Are You Aware of Your Right Privilege?
It’s hard being left-handed in a society that caters to righties
It all started pretty innocently. I was playing around on TikTok (don’t judge me) and someone asked, “What is something you’ll get a lot of hate for if you say it out loud?”
“Right-handedness is one of the worst kinds of supremacy out there.”
The response was overwhelming. As I write this, the video has been seen 115,000 times and retweeted 1,500 times, has roughly 200 direct comments, and has been liked more than 2,500 times.
I clearly touched a nerve.
“Right supremacy” is a phrase I’ve used half-jokingly for some time. Between it sounding close enough to White supremacy to catch the ear and its inherent ring of truth, I was surprised someone hadn’t coined the term a long time ago. Maybe they did, and I’m late for the party. I didn’t know just how much the term would resonate.
Conversations around privilege and supremacy can be touchy. They usually center around critical parts of identity (race, gender, ability, and sexuality, to name a few). Who am I if I’m not an able-bodied, Black, cisgender, hetero borderline atheist? More difficult still, society is determined to assign a rank to these statuses. Enter Kimba Crenshaw and the concept of intersectionality.

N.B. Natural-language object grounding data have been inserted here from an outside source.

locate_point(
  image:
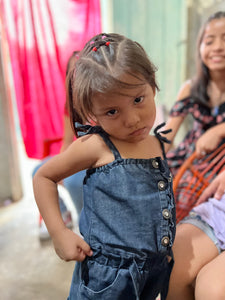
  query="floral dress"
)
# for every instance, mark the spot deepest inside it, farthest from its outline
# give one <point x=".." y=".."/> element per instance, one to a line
<point x="204" y="118"/>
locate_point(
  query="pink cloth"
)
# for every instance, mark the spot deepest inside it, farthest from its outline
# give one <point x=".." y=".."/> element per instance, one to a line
<point x="41" y="37"/>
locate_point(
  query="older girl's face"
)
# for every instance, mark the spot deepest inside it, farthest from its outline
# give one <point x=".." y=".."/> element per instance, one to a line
<point x="212" y="48"/>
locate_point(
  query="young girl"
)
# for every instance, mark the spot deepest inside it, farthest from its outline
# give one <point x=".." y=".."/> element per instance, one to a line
<point x="128" y="218"/>
<point x="200" y="240"/>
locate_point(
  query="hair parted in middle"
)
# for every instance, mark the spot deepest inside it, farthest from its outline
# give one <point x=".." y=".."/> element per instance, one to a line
<point x="102" y="62"/>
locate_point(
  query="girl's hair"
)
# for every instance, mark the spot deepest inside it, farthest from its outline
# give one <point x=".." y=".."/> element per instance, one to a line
<point x="102" y="62"/>
<point x="202" y="78"/>
<point x="70" y="68"/>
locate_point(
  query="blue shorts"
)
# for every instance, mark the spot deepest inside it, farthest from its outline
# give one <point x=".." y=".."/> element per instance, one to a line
<point x="196" y="220"/>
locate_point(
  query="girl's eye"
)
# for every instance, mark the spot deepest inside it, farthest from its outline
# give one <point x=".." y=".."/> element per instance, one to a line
<point x="112" y="112"/>
<point x="139" y="100"/>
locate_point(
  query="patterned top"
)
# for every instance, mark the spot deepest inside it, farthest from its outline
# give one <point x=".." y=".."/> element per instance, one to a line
<point x="204" y="118"/>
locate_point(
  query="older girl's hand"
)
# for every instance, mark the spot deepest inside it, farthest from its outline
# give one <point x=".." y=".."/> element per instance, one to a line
<point x="70" y="246"/>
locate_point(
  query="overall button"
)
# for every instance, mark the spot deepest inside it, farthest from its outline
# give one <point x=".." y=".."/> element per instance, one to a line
<point x="165" y="241"/>
<point x="161" y="185"/>
<point x="166" y="214"/>
<point x="155" y="164"/>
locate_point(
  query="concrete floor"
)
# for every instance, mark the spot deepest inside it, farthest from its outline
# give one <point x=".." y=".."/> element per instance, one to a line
<point x="29" y="269"/>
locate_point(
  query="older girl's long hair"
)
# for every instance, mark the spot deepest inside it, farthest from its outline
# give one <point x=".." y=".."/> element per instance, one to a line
<point x="202" y="78"/>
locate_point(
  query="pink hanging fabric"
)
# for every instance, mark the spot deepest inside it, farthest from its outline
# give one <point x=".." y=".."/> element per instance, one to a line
<point x="41" y="36"/>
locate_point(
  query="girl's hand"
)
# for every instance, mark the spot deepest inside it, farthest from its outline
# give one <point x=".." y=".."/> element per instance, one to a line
<point x="69" y="246"/>
<point x="216" y="189"/>
<point x="208" y="142"/>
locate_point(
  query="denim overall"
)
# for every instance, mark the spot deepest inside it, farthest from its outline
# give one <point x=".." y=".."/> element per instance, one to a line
<point x="128" y="219"/>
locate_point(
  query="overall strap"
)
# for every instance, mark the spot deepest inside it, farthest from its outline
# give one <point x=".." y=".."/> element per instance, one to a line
<point x="88" y="129"/>
<point x="162" y="139"/>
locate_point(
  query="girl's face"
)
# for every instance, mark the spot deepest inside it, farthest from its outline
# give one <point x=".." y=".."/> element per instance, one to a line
<point x="212" y="48"/>
<point x="129" y="114"/>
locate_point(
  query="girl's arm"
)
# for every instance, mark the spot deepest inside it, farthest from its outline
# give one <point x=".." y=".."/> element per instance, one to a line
<point x="82" y="154"/>
<point x="174" y="123"/>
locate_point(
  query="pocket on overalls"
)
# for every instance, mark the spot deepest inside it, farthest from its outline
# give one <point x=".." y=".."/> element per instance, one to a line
<point x="104" y="282"/>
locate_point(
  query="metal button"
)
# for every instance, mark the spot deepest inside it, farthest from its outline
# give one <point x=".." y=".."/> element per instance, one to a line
<point x="161" y="185"/>
<point x="155" y="164"/>
<point x="165" y="241"/>
<point x="166" y="214"/>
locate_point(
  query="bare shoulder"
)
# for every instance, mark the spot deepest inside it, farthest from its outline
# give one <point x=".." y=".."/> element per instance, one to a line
<point x="185" y="90"/>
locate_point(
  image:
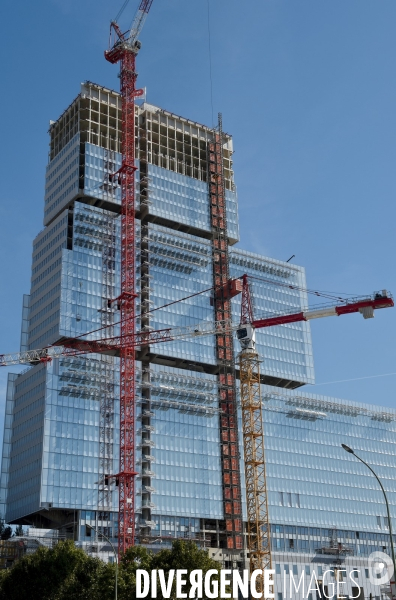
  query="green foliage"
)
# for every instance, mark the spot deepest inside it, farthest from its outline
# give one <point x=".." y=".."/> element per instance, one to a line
<point x="19" y="530"/>
<point x="183" y="555"/>
<point x="67" y="573"/>
<point x="63" y="573"/>
<point x="5" y="532"/>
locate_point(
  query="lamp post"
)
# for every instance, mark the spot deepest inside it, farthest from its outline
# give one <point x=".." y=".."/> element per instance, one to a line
<point x="348" y="449"/>
<point x="115" y="555"/>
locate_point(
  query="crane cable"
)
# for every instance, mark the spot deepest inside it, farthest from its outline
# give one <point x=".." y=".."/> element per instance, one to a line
<point x="203" y="292"/>
<point x="123" y="7"/>
<point x="210" y="65"/>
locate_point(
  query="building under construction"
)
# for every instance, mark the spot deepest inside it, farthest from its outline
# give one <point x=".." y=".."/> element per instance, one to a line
<point x="61" y="441"/>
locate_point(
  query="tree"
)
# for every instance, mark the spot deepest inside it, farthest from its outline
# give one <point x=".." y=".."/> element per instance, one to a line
<point x="183" y="555"/>
<point x="62" y="573"/>
<point x="5" y="531"/>
<point x="19" y="530"/>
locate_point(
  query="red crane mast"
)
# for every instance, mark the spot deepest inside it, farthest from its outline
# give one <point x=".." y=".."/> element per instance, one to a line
<point x="124" y="51"/>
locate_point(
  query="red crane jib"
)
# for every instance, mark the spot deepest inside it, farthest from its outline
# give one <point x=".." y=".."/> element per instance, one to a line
<point x="353" y="307"/>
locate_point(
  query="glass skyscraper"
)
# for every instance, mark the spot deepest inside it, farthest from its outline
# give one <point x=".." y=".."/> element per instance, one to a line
<point x="61" y="435"/>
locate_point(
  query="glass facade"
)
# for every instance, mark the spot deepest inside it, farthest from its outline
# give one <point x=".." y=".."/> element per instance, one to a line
<point x="54" y="423"/>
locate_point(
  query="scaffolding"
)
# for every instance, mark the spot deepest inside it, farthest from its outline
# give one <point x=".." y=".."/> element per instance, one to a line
<point x="231" y="477"/>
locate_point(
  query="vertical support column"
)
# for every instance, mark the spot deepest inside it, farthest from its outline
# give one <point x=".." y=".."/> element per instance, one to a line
<point x="107" y="371"/>
<point x="256" y="485"/>
<point x="232" y="538"/>
<point x="127" y="304"/>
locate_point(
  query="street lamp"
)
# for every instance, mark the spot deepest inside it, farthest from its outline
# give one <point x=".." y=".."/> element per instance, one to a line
<point x="115" y="555"/>
<point x="348" y="449"/>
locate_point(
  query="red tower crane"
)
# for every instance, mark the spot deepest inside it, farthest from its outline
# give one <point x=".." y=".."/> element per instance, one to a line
<point x="253" y="434"/>
<point x="124" y="51"/>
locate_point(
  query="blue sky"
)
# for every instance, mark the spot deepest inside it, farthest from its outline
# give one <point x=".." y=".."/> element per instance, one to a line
<point x="307" y="89"/>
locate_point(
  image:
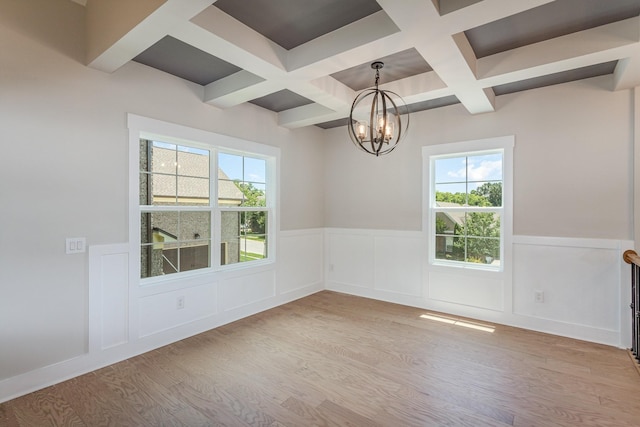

If only a real-world analog demonstrated how we respond to the privilege that cuts across every critical identifier.
Enter the lefty. We are only 10% of the world’s population.
There’s a very familiar arc when it comes to discussing any privilege and its notions of supremacy:
- A marginalized group discusses and finds solace in their common struggle.
- Nonmarginalized people discover the challenges and frustrations that come with said marginalization.
- Nonmarginalized people process new information.